Paperclip (GXL) — Agent-Native Scientific Literature MCP¶
What it is¶
Paperclip is an MCP server (and CLI) for scientific literature, built by GXL (Generative Expert Labs), a Stanford-adjacent group connected to James Zou's lab. Unlike PubMed or Google Scholar — which return links and stop — Paperclip exposes papers to an LLM as a structured filesystem: search, grep, cat, map, and SQL operations chain through a stateful results_id, so an agent can narrow a corpus iteratively over many turns without re-searching.
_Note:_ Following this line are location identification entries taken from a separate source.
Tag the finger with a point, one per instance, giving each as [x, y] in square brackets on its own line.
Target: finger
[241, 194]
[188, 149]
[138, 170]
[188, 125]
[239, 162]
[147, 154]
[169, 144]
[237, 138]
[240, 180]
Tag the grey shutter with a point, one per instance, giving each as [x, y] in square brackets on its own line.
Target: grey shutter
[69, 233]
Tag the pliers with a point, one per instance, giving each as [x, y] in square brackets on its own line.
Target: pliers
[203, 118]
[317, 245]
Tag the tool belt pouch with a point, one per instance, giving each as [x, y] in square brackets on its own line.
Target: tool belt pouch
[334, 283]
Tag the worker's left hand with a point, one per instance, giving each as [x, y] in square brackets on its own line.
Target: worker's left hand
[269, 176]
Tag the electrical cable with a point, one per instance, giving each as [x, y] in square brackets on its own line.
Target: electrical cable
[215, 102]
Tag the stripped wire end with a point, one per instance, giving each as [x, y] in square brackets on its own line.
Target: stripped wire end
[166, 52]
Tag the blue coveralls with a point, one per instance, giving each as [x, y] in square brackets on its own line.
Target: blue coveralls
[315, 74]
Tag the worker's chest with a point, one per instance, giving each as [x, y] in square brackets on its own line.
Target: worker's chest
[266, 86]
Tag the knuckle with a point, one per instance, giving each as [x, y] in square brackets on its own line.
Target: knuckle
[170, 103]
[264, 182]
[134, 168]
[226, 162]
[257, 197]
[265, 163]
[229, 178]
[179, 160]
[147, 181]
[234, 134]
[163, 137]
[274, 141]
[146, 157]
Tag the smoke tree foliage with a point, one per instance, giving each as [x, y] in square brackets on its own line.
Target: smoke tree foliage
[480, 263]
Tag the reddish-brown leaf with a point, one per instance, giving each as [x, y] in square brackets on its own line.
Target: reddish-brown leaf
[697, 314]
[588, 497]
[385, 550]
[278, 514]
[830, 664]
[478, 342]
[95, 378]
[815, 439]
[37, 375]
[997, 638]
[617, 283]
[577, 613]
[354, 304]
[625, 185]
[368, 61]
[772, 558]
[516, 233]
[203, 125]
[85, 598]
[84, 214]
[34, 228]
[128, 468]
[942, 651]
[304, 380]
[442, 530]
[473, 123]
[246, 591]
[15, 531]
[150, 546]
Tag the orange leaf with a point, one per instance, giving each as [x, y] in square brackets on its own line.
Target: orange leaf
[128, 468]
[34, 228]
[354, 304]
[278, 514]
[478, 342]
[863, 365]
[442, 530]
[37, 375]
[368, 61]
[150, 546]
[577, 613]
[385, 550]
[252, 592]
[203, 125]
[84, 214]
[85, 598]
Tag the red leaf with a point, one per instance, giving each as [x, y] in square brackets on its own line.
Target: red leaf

Naming caveat: there is an unrelated product (paperclip.ing / paperclipai) for AI agent orchestration. Not the same tool. The literature one is paperclip.gxl.ai, made by GXL.
Corpus¶
| Source | Coverage | Type |
|---|---|---|
| PubMed Central | ~5M+ | Full text, biomedical, open access |
| arXiv | ~3M | Full text, ML / math / quant-bio / physics / CS |
| bioRxiv + medRxiv | ~3M+ | Full text, preprints |
| OpenAlex | ~150M+ | Abstracts + structured metadata only |
Total: ~11M full-text papers + ~150M abstracts. Coverage caveats: PMC has embargo periods for some journals; only open-access full text is indexed. Abstract-only coverage means you can map the landscape but not grep within the body for non-OA papers.
Commands¶
| Command | Function |
|---|---|
search |
Hybrid (BM25 + vector embedding) search; returns 1–2 sentence TL;DRs |
grep |
Regex / keyword search within full text. Vendor claim: 36–294× faster than raw grep on the 8M+ paper index — unverified |
cat |
Reads structured paper text (sections, tables, figures) |
map |
Applies a prompt across a result set — the synthesis primitive |
ask-image |
Multimodal query against figures and images |
sql |
Read-only SQL over metadata table; 15s timeout, 200-row limit |
--from <results_id> |
Chains operations against a previous result set |
The --from chaining is the load-bearing piece — every search produces a cloud-stored results_id, and subsequent grep / map / cat operations can target it. An agent can search broadly, narrow by grep, synthesize via map, then drill into specific papers without losing the working set.
Setup¶
Or in claude_desktop_config.json:
The hosted MCP at paperclip.gxl.ai/mcp is currently free and does not appear to require an API key. Pricing tiers have not been announced. As a Stanford / Together Compute-adjacent project this may remain free for research use, but plan for the possibility of usage limits.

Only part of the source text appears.